Strengths: High attendance across independent directors (100% for Malla and Goyal). Active audit committee with external internal auditor (Mahajan and Aibara). Independent directors' meeting held separately to evaluate the Chairman. Board evaluation process is in place.
Weaknesses: Only one woman on a board of eight (12.5%). No independent director has deep solar/renewable energy operating experience — skills are generic (financial, risk, governance). The board age profile skews old (75% in the 56-75 bracket). Viren Doshi's 67% attendance stands out as poor for a promoter-director.
Missing expertise: Technology/R&D depth (critical for a company investing in next-gen solar cells, batteries, and electrolysers), and international regulatory expertise (critical given US trade exposure — 123% anti-dumping duty announced April 2026).
The Verdict
Governance Grade
Strongest positives: 64% promoter ownership with zero pledge and zero insider selling since 2015. Exceptional operational execution — 118% revenue growth, first Indian manufacturer to cross 1 GW monthly production. Founder-operator with genuine skin in the game (₹64,700 Cr personal stake dwarfs ₹9.88 Cr annual pay).
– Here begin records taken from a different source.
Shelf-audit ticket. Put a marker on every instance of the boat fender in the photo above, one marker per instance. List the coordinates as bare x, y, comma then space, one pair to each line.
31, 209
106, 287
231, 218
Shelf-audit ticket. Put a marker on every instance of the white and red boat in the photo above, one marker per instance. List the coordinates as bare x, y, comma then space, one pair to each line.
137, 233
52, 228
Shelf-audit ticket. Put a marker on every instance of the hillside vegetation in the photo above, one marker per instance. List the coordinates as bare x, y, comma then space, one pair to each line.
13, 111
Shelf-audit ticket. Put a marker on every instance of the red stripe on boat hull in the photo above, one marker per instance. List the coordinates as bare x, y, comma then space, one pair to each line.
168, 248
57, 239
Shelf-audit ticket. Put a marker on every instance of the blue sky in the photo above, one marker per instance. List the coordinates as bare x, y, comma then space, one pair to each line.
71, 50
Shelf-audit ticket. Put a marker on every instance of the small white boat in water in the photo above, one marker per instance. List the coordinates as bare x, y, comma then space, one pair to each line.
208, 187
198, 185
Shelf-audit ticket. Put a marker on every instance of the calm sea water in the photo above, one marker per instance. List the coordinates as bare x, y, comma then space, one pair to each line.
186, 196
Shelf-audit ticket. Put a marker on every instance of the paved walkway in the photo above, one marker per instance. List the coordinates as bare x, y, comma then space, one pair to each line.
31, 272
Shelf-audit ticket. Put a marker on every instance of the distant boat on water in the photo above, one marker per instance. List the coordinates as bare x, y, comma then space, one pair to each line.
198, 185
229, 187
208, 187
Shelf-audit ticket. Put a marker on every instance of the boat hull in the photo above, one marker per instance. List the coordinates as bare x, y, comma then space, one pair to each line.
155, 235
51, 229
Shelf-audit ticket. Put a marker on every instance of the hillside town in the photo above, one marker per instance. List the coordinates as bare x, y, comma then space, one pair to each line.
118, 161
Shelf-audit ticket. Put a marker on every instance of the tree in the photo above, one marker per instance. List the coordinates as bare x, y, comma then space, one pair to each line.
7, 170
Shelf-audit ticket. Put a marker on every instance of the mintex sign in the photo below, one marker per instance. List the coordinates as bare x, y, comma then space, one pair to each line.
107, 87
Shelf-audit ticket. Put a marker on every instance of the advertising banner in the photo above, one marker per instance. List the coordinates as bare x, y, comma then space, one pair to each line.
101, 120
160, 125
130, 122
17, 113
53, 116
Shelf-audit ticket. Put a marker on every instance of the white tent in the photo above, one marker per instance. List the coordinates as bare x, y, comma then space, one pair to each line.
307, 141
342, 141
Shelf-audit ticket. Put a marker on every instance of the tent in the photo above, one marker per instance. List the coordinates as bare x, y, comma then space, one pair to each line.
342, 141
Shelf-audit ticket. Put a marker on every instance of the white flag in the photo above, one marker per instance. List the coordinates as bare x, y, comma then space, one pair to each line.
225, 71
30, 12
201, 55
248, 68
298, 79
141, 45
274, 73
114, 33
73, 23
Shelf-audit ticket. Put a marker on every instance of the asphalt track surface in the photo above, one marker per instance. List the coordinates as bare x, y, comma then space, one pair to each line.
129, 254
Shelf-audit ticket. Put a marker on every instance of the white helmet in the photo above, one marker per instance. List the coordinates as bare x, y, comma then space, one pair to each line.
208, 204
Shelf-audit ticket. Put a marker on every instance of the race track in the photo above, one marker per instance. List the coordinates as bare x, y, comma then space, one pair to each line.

FII surge from under 1% to 7% validates institutional confidence.
Real concerns: CEO lasted one year before leaving to co-found a startup — management bench depth is untested at this scale. Complex multi-entity group structure (3 listed companies, overlapping directors) creates related-party opacity. ₹25,000 Cr capex plan across 7+ business verticals is ambitious — capital allocation discipline is the key risk. Near-zero dividend despite record profits suggests shareholder returns are secondary to empire-building. US anti-dumping duties (123% preliminary) threaten the single largest export market.
What would cause an upgrade: Two to three years of disciplined capital allocation with consistent ROCE above 25%. The new CEO Jignesh Rathod establishing credibility over a full annual cycle. Simplification of group structure (e.g., delisting or merging Indosolar/WRT into the parent). Board addition of a genuine solar technology expert and a second woman director.
What would cause a downgrade: Another CEO departure within 12 months. Material related-party transactions benefiting group entities at the parent's expense. Promoter share pledge or significant insider selling. ROCE declining below 20% as capex ramps. Adverse SEBI action on governance or insider trading practices.